Targeting fields of science for fast AI and outreach
To take full advantage of fast AI, the A3D3 Institute will target fundamental problems in three fields of science: high energy physics, multi-messenger astrophysics and systems neuroscience.
“A3D3 works closely within these domains to develop customized AI solutions to process large datasets in real-time, significantly enhancing their discovery potential,” said Duarte. “The ultimate goal of A3D3 is to construct the institutional knowledge essential for real-time applications of AI in any scientific field.”
Duarte also noted that A3D3 will empower scientists with new tools to deal with the coming data deluge through dedicated outreach efforts.
“The post-baccalaureate program, for example, will be specifically aimed at helping underrepresented minority students, identifying as Black, Latinx, Indigenous, women or LGBT+, from institutions without extensive research opportunities, gain valuable research experience in order to ‘bridge the gap’ between undergraduate and graduate programs,” he said.
The director and PI of the A3D3 Institute is the University of Washington’s Shih-Chieh Hsu, a colleague and former student of Würthwein’s, who gave an example of the potential impact of the work at the institute.
“At the Large Hadron Collider (LHC), the challenge of processing data is daunting. With future aggregate data rates exceeding one petabit per second, the data rates at the LHC exceed all other devices in the world,” Hsu explained. “The aim of A3D3 is to build a series of tools that will enable the processing of all of this information in real-time using AI. Through the use of AI, A3D3 aims to perform advanced analyses, such as anomaly detection, and particle reconstruction on all collisions happening 40 million times per second!”
Real-time analyses in astrophysics and neuroscience
For UC San Diego-based projects out of SDSC, such as Voyager, an experimental AI research resource, and the National Research Platform, a first-of-its kind testbed for a cyberinfrastructure ecosystem, Majumdar said there is a lot of synergy between them and the institute, given A3D3’s incorporation of AI algorithms and new processors.
“Voyager is based on dedicated AI hardware from Habana, while NRP includes both FPGAs and more conventional GPUs,” noted Würthwein.
Duarte noted that within the field of multi-messenger astrophysics, A3D3 will be working to integrate AI to promptly and computationally process the data from telescopes, neutrino detectors, and gravitational-wave detectors efficiently in order to quickly identify astronomical events corresponding to the most violent phenomena in the cosmos.
“The ability to identify and further distribute these events as astronomical alerts enables the entire transient astronomy community to cross-correlate observations and understand astrophysical phenomena across multiple different forces,” Duarte said.
Amy Orsborn, an assistant professor in the Department of Electrical and Computer Engineering and the Department of Bioengineering at the University of Washington, explained that in systems neuroscience, A3D3 is working to discover the computations that brain-wide neural networks perform to process sensory and motor information during behavior.

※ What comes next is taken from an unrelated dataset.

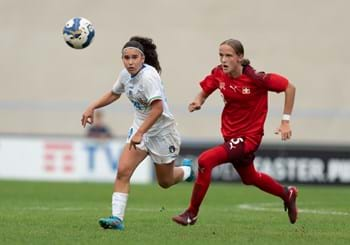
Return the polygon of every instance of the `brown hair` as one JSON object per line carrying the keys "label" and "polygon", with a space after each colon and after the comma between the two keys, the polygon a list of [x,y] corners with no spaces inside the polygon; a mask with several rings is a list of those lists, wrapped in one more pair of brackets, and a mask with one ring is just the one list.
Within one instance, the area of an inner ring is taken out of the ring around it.
{"label": "brown hair", "polygon": [[[220,43],[220,46],[224,45],[224,44],[230,46],[236,52],[237,55],[244,56],[243,45],[237,39],[233,39],[233,38],[227,39],[227,40],[223,41],[222,43]],[[246,65],[250,64],[250,61],[248,59],[242,59],[241,64],[243,66],[246,66]]]}
{"label": "brown hair", "polygon": [[151,38],[133,36],[124,45],[123,49],[126,47],[135,47],[140,49],[145,55],[145,63],[153,66],[158,73],[162,71],[158,60],[157,46],[154,44]]}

To do so, A3D3 will develop and implement high-throughput and low-latency AI algorithms to process, organize and analyze massive neural datasets in real time.
“These real-time analyses will enable new approaches to probing brain function such as causal, closed-loop manipulations. Applying powerful AI methods to systems neuroscience will significantly advance our ability to analyze and interpret neural activity and its relationship to behavior,” said Orsborn.
According to the NSF, the five new institutes will enable breakthroughs through collaborative, co-designed programs to formulate innovative data-intensive approaches for addressing critical national challenges. First outcomes are expected by 2023.
This project is supported by the NSF (grant no. 2117997).